Implicancias y reflexiones

Los casos de Briner y González reflejan una preocupante recurrencia de siniestros viales protagonizados por figuras políticas en Córdoba, lo que alimenta cuestionamientos sobre la responsabilidad y los privilegios de quienes ocupan cargos públicos. La imputación de Briner, al igual que la de González, pone en jaque la confianza en la clase política y reaviva el debate sobre la necesidad de controles más estrictos para los funcionarios al volante. Además, la posible suspensión de Briner en la Legislatura, siguiendo el precedente de González, podría tener repercusiones en el equilibrio político de la UCR en la provincia.
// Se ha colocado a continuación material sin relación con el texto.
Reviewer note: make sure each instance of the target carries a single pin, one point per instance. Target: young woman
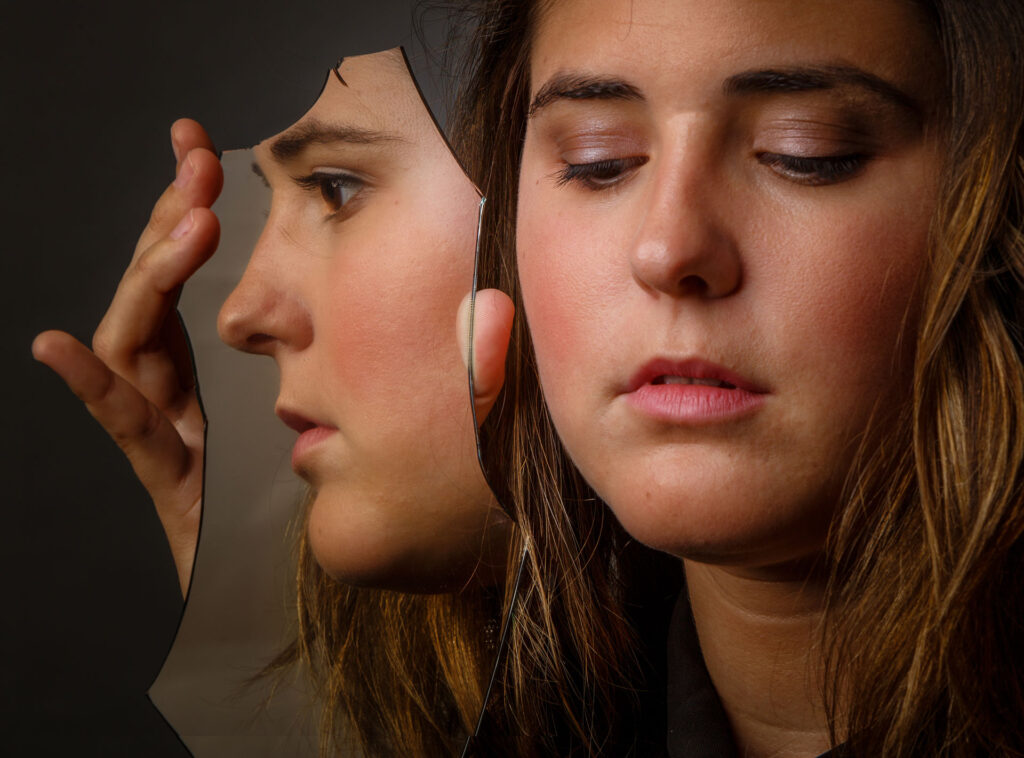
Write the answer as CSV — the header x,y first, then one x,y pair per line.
x,y
770,262
353,290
Mientras la investigación sobre Briner avanza, la sociedad cordobesa observa con atención, buscando respuestas no solo sobre las circunstancias del accidente, sino también sobre las medidas que se tomarán para evitar que casos como estos se repitan. En un contexto de crisis económica y social, donde la ciudadanía exige mayor transparencia y responsabilidad, los ecos del caso González resuenan con fuerza en el de Briner, recordándonos que nadie está por encima de la ley.